Last week we lifted up the Ecumenical Statement on policy toward Israel and Palestine that was sent to members of Congress and the White House and we encouraged readers to take their own actions by also sending the statement to their representatives.
Today, we call readers' attention to the unfortunate absence of the Episcopal Church from signatories of the statement. EPF PIN regrets the missed opportunity to add our collective voice to the call for justice. We concur with Michelle Alexander in her recent NY Times editorial that it is "Time to Break the Silence on Palestine". Our own statement follows and we urge readers to share their concerns with church leaders as well as within their own congregations.
Having just passed another season to mark the nativity of our Lord, the members and supporters of the Palestine Israel Network of the Episcopal Peace Fellowship (EPF PIN) are especially mindful of our Church’s important actions recently at General Convention regarding Palestine/Israel, the land of Jesus’ life and ministry.

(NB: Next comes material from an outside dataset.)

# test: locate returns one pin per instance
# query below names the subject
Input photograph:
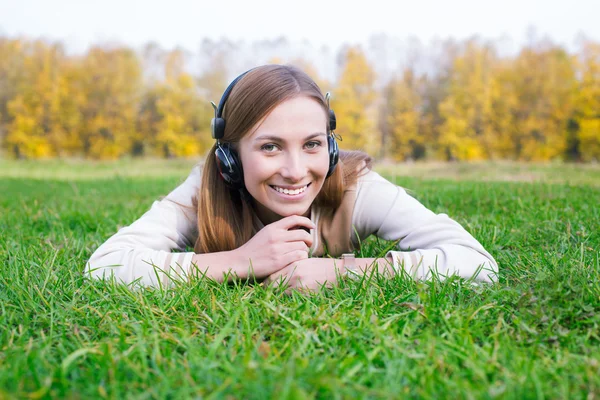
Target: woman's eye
(269, 148)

So it was with surprise and distress the EPF PIN noted the absence of the Episcopal Church from the signatories to the November 14 “Ecumenical Statement on Current U.S. Policy and Israel/Palestine”. Considering the concern shown by bishops and deputies in passing six resolutions at the Convention, as well as the mounting tragedies for the Palestinian people and the ever-deteriorating prospects for a just peace in the region, we would have expected our Church to join our many ecumenical partners in supporting this important message.

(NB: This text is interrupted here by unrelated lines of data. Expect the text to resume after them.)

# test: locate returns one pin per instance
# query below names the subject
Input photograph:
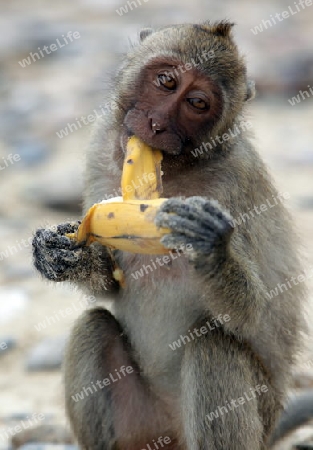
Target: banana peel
(127, 223)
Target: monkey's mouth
(167, 141)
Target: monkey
(183, 87)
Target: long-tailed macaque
(197, 352)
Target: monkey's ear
(250, 90)
(222, 29)
(144, 33)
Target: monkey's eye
(198, 103)
(167, 81)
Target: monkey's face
(174, 104)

The Episcopal Church is on record in support of the issues raised in the Statement: the status of Jerusalem, the continuing displacement of refugees, and the problematic presence and growth of Jewish-only settlements in the West Bank, so we are confused about our Church’s absence of support. The Statement also addressed US de-funding of humanitarian assistance programs for Palestinians. This withdrawal of financial support, which was addressed in one of the six resolutions passed at Convention, will further endanger millions of Palestinians.
As leaders of PIN, we are concerned about the Church’s failure to sign and support this important Statement, and we welcome the opportunity to better understand the decision. We have spent years of time cumulatively in the West Bank and Gaza. Some of us have lived there, most have visited many times over the course of decades, and we all have long standing personal relationships with both Palestinians and Israeli Jews. As a result, we are not naive about the situation; indeed, we believe our long engagement in and understanding of its many complexities is uniquely sophisticated.

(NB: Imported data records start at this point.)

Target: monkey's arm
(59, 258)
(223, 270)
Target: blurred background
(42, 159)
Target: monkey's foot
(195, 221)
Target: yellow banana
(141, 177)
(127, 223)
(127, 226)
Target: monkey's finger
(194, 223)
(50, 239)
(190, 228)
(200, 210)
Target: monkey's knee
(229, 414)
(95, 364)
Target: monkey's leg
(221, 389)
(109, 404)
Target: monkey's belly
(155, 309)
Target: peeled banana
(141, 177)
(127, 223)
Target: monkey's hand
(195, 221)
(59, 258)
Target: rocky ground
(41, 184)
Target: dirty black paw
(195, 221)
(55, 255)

Finally, we cannot fail to note with sadness and dismay the recent efforts to portray advocacy for Palestinian human rights as antisemitic, an egregious and cynical misrepresentation callously deployed in order to stifle honest debate. We hope that members of our Church, especially deputies and bishops, will not be misled by such specious rhetoric. We are reminded of the 1991 General Convention resolution D122 which notes “a distinction exists between the propriety of legitimate criticism of Israeli government policy and the impropriety of Anti-Jewish prejudice.”
"As leaders of PIN, we are concerned about the Church’s failure to sign and support this important Statement, and we welcome the opportunity to better understand the decision. We have spent years of time cumulatively in the West Bank and Gaza. Some of us have lived there, most have visited many times over the course of decades, and we all have long standing personal relationships with both Palestinians and Israeli Jews. As a result, we are not naive about the situation; indeed, we believe our long engagement in and understanding of its many complexities is uniquely sophisticated."
This speaks for me. Many thanks. I too was painfully aware of our Episcopal absence from the
signatures on the letter.
The Very Reverend William B. Lane
I agree completely with your statement concerning the treatment of Palestinian's by the Israeli government. It is simply land theft of property that historically was never a part of Judea. In any other context, this would be called apartheid.
Thank you for your article about the absence of the Episcopal Church on the Ecumenical Statement on Israel and Palestine. I am both embarrassed and deeply grieved that our church has not had the courage needed to stand boldly with the Palestinians in their seventy-year struggle for human rights. We have been timid Christians - allowing the Palestinians to be thrown under the bus in order to not seem to offend associates closer to home. As Michelle Alexander wrote: it is time for us to CALL it what it is, and STOP supporting apartheid when we see it.
Our Lord was more courageous. Are we called to do less?
Ruth McRee
Seattle
How do we respond to this? Is a petition to the Presiding Bishop in order? Useful? Effective?
EPF PIN is seeking clarification on why the Episcopal Church did not sign on. We would invite our members and other interested Episcopalians to review the report from General Convention on resolutions passed on Palestine and think of ways you can work to see that they are implemented.
Very disappointing news. Please provide us with an email or a way we can express to the Church leadership our solidarity with the oppressed people of Palestine. Our Church should not be siding with colonial settler apartheid state that is stealing land and water and building illegal settlements in Palestinian territory.